On arrival back in his own time, Powell cannot forget all he has seen and longs to go back, to the future Wales and to Mair. He tries to persuade Dr. Heinkel to help him, but Heinkel refuses. He explains that, unlike the past, the future is not set in stone and if Powell were to travel to 2033 again he may find a very different world. Even so, Powell won’t take no for an answer, and eventually he prevails.

On his second visit to 2033, Powell arrives in a rather shabbier laboratory than Llywarch’s and the professor who meets him, a Dr. Spencer, says “another deuced Welshman” as Powell arrives. It’s obvious that Dr. Spencer has no interest in speaking to a Welshman from the 1950s and foists Powell off onto a retired academic in Rhiwbina, a Dr. Richards who has some interest in Wales but still doesn’t speak the language. It emerges that in this future, Wales no longer exists as it has been wholly absorbed into England and the language has been completely forgotten. Almost the entire population lives in shabby poverty along the South coast, the rest of the country having been given over to forests, mines, military training grounds, and garish resort towns built for entertaining the working class. Violence is rife with criminal gangs fighting each other openly in the streets, and the standard punishment for gang members who are caught is to be sent to work in the Uranium mines where life expectancy is under two years. The only way to gain a modicum of social status is to become a member of one of the two main UK-wide political parties, whose policies barely differ but who maintain an illusion of democracy by taking it in turns to win elections.

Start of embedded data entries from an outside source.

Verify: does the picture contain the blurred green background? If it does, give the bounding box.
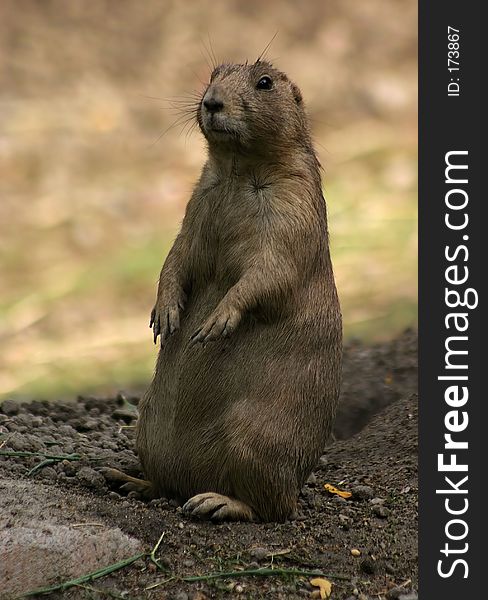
[0,0,417,404]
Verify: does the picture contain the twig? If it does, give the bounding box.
[0,450,83,460]
[20,532,165,598]
[145,567,350,590]
[20,552,148,598]
[149,531,168,571]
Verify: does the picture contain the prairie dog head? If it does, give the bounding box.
[197,61,309,152]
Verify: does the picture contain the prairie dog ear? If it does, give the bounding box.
[291,83,303,104]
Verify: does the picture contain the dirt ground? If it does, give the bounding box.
[0,331,417,600]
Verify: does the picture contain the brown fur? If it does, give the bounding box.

Richards agrees to take Powell on a tour of Wales to look for Mair, but in such a poor and backward country this must be done by bus over very poor roads. Powell enquires how the country ever got this way, and is told that it didn’t happen overnight – it just happened through gradual erosion of individual rights, and running down of the economy, over many years.

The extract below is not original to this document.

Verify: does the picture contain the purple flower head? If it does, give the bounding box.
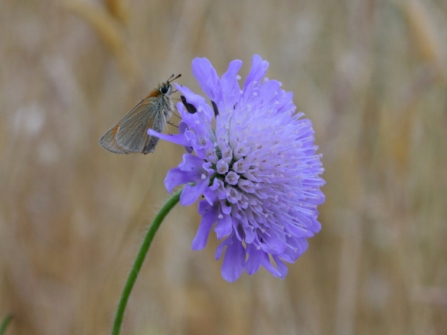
[149,55,324,282]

Eventually they find Mair, working at a chemist shop in Dolgellau. Powell goes up to her excitedly and starts speaking in Welsh to her, but she – who in this Wales is called Maria Lark – has no idea who he is, feels threatened by him and calls the police. Powell finds himself thrown into a prison cell, with no prospect of a fair trial, and despairs. Remembering what he agreed with Dr. Heinkel about returning to his own time, he is able to do so with great difficulty and is obviously traumatised.

When the full story comes out, Dr. Heinkel persuades him that the future is not fixed and the Wales of his first journey into the future is just as likely to come about as the Wales of his second; but that only the Welsh people themselves can decide what outcome they want. Powell dedicates himself to the nationalist cause, determined that if he can’t marry Mair Llywarch himself then his grandson or great-grandson should have the opportunity to do so.